According to the documents, the Edmonton rep, formerly registered with Professional Investment Services (Canada) Inc., Global Maxfin Investments Inc., and Sterling Mutuals Inc., took $197,542 from two clients, guaranteed their principal and regular interest payments, but only returned $95,000. He similarly took another $80,000 from the clients he was in an investment club with, guaranteed returns each month and a return of their principal. Szekely has since failed to repay or account for any of the money invested with him. Szekely had been registered in the mutual fund industry since 1997. Sterling terminated his mutual fund registration in January 2017.

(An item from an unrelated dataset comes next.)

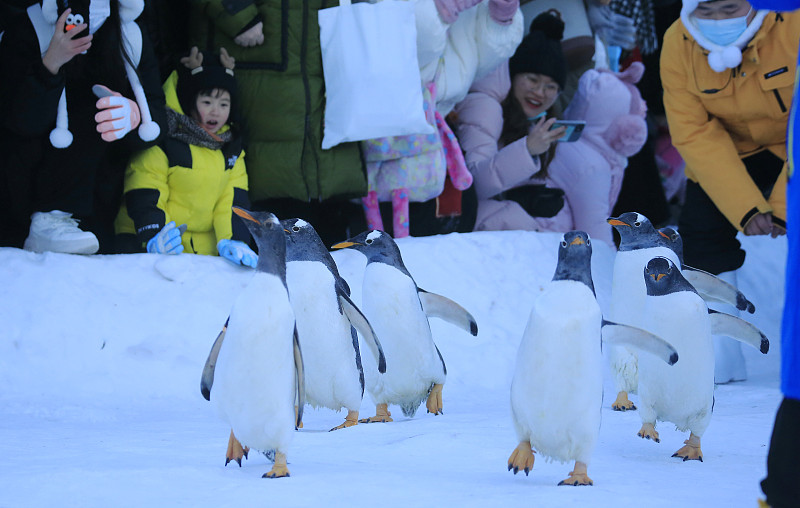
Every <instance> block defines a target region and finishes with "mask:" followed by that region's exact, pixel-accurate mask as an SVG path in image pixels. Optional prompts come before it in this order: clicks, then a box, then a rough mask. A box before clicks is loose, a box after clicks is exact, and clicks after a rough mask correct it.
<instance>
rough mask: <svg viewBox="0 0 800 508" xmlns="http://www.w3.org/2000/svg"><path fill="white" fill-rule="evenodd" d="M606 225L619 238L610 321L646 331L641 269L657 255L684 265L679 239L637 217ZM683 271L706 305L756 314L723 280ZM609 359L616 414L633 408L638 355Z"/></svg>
mask: <svg viewBox="0 0 800 508" xmlns="http://www.w3.org/2000/svg"><path fill="white" fill-rule="evenodd" d="M607 220H608V223H609V224H611V225H612V226H613V227H614V229H616V230H617V232H618V233H619V235H620V244H619V251H618V252H617V255H616V258H615V259H614V274H613V278H612V283H611V307H610V311H609V319H612V320H614V321H617V322H620V323H625V324H628V325H631V326H637V327H640V328H645V329H649V328H648V327H647V323H646V322H644V321H643V314H642V308H643V306H644V298H645V295H646V289H645V286H644V279H643V278H642V270H643V269H644V267H645V265H646V264H647V262H648V261H649V260H650V259H652V258H653V257H656V256H664V257H667V258H669V259H671V260H672V261H673V263H675V264H676V265H677V266H683V265H682V263H681V259H682V243H681V241H680V236H679V235H678V234H677V233H676V232H675V231H674V230H672V229H668V228H665V229H664V230H662V231H659V230H657V229H655V227H653V225H652V223H651V222H650V221H649V220H648V219H647V217H645V216H644V215H642V214H640V213H636V212H628V213H624V214H622V215H620V216H619V217H609V218H608V219H607ZM683 269H684V270H686V275H687V279H691V282H692V283H693V284H694V285H695V288H696V289H697V291H698V293H700V295H701V296H703V297H704V298H705V299H706V300H708V301H722V302H726V303H731V304H733V305H736V306H737V307H738V308H740V309H748V310H750V312H752V311H754V310H755V307H754V306H753V304H752V303H750V302H749V301H748V300H747V298H745V297H744V295H743V294H742V293H740V292H739V291H738V290H737V289H736V288H735V287H733V286H732V285H730V284H728V283H727V282H725V281H723V280H722V279H719V278H717V277H715V276H713V275H711V274H709V273H707V272H703V271H702V270H697V269H694V268H691V267H688V266H684V267H683ZM608 356H609V360H610V364H611V371H612V373H613V377H614V383H615V386H616V389H617V399H616V400H615V401H614V403H613V404H612V405H611V407H612V408H613V409H614V410H616V411H626V410H629V409H631V410H632V409H636V406H635V405H634V404H633V402H631V401H630V400H629V399H628V394H629V393H636V386H637V364H636V353H635V352H632V351H630V350H627V349H625V348H617V347H610V348H609V349H608Z"/></svg>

In its decision, the MFDA says a significant financial penalty “is necessary to communicate to other approved persons that engaging in securities related business outside of the members, failing to account for monies invested, as well as engaging in personal financial dealings is serious misconduct that has no place in the mutual fund industry,” they write. “This hearing panel considers that the misconduct in the present case, although not fraudulent and not involving borrowing money from the client, remains within the category of the most serious type of misconduct which an approved person can commit, namely, engaging in securities related business outside of the member’s approval.”
All told, Szekely will pay $100,000 for the allegations against him, $50,000 for failing to cooperate with MFDA staff, and $5,000 in costs. He is also permanently prohibited from working in any securities related capacity with any MFDA-member firm.